Two leaders in Africa’s climate change adaptation industry have called for more government and private sector partnerships in order to build self-funding business models of enabling the continent to reduce the effects of climate change.
Speaking on a webinar from Nairobi, Edward Mungai, chief executive officer of the Kenya Climate Innovation Center, said unlike governments, private sector will be able to build businesses that generate revenue from activities that reduce the effects of climate change.
“We need to disseminate more information to people across the continent so that they can understand what is climate change and the arising business opportunities they can take advantage of,” Mungai said.
Dan Asare-Kyei, chief executive officer of Esoko in Ghana, who provides digital information and financial access services to farmers, said businesses arising from climate adaptation include providing improved seeds to farmers, providing mini-drip irrigation systems and cottage food processing.

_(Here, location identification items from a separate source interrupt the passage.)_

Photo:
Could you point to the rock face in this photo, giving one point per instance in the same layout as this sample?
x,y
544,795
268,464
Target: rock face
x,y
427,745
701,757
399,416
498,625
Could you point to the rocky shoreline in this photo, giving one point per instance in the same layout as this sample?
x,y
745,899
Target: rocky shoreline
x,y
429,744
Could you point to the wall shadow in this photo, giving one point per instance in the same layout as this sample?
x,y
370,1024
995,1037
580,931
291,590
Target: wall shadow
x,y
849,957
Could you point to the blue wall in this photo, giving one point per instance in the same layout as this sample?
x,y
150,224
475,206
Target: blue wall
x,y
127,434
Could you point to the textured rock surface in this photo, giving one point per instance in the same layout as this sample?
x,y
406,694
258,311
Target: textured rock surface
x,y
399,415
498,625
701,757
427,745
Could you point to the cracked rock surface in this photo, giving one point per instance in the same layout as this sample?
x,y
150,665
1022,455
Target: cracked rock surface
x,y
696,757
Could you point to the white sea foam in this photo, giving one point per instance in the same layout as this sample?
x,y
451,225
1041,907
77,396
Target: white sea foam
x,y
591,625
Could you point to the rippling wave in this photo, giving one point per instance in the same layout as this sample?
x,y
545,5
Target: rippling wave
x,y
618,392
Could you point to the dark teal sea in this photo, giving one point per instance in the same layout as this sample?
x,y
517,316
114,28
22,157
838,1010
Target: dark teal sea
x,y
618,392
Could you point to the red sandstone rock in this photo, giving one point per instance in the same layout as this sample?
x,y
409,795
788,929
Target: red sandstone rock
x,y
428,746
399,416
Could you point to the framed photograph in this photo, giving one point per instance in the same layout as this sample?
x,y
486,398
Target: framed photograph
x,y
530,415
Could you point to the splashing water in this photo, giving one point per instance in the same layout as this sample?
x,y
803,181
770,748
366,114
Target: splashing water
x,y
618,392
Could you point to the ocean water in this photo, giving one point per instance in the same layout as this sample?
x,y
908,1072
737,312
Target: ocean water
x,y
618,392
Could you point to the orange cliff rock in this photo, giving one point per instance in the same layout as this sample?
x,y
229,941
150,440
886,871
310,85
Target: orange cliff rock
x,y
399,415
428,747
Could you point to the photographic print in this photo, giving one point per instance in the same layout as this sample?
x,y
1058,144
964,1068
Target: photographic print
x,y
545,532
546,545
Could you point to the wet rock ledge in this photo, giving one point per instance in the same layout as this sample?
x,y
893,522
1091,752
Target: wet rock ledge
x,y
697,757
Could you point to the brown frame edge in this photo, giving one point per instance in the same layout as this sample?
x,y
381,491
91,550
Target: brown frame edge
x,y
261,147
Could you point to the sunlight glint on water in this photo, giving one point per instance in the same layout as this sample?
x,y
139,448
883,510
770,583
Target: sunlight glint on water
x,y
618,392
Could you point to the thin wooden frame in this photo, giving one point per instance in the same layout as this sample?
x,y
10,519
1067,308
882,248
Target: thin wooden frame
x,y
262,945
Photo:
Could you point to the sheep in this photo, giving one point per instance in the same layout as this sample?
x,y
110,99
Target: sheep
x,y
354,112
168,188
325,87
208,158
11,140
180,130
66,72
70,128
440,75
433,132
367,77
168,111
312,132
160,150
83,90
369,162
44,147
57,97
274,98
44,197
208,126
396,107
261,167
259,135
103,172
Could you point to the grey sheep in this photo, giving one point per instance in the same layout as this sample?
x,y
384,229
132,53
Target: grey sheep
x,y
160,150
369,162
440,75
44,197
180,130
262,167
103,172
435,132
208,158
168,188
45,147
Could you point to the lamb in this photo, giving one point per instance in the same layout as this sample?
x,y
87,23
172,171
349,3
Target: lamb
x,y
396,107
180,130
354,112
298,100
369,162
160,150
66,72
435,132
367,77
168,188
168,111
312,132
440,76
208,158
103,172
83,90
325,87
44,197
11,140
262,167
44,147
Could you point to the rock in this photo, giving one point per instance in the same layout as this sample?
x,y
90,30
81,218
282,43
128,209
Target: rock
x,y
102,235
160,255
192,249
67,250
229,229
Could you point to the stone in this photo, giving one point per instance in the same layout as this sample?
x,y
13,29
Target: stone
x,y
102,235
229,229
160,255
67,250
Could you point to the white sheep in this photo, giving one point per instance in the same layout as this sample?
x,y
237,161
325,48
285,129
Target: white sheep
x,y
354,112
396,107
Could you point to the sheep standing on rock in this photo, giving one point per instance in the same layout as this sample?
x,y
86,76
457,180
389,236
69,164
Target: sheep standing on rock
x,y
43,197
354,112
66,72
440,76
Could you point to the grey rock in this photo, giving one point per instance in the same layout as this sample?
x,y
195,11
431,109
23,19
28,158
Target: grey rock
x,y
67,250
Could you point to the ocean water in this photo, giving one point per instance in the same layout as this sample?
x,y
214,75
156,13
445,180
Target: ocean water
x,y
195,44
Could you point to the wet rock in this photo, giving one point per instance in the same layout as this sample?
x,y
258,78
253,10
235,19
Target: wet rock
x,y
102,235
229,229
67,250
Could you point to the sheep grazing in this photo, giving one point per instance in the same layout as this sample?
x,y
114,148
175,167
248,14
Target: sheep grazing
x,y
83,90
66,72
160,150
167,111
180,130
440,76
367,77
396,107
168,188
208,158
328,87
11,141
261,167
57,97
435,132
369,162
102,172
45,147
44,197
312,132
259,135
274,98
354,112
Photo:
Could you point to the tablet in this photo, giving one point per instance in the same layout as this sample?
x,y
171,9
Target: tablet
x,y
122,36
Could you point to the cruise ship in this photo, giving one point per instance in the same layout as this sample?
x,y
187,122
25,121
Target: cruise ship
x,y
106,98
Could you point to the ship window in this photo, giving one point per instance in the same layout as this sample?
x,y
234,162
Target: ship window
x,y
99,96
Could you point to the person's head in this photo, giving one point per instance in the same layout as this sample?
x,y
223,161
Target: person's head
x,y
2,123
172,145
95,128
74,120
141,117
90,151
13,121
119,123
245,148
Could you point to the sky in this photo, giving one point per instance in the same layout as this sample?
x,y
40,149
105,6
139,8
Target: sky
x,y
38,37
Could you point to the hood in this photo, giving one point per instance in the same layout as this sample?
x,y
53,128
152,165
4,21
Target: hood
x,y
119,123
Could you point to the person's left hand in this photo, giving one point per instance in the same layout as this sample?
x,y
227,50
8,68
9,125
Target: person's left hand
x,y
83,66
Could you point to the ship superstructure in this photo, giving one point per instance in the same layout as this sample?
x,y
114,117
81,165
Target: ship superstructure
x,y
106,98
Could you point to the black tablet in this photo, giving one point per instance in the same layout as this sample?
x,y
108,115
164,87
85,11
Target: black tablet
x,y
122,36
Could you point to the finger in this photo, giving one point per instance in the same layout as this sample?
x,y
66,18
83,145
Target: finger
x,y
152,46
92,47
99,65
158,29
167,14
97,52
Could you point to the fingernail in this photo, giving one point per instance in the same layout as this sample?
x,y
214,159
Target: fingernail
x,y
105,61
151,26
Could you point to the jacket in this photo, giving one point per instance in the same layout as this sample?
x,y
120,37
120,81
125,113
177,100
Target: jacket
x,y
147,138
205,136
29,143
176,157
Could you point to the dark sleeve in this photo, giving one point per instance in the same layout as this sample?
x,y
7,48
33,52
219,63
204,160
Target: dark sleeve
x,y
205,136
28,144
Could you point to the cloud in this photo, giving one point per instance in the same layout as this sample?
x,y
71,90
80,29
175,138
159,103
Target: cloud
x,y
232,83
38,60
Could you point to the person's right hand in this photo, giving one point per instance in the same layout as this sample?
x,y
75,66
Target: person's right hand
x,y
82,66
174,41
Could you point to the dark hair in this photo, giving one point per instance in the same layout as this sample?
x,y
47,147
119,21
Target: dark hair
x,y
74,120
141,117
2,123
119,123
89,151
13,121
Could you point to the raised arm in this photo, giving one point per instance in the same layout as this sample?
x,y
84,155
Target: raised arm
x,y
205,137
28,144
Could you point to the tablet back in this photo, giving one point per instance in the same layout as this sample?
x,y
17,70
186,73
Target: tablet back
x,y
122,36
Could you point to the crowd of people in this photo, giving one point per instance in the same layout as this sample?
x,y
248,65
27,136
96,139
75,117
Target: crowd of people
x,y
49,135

Other opportunities include agriculture micro-insurance, solar mini-grids, and weather forecast information.
Asare-Kyei said what is need is governments in Africa to develop public-private-partnerships so that the projects implemented to caution people from the effects of climate change can then be developed to long lasting business models.
They said organizations that are helping micro and small businesses develop their climate resilience and adaptation ideas require funding to prepare these businesses to move to a stage where they can get semi-commercial loans and then full commercial loans.
“Through the public-private-partnerships, money coming through the government for climate change would be used to develop a self-sustaining project,” Asare-Kyei said.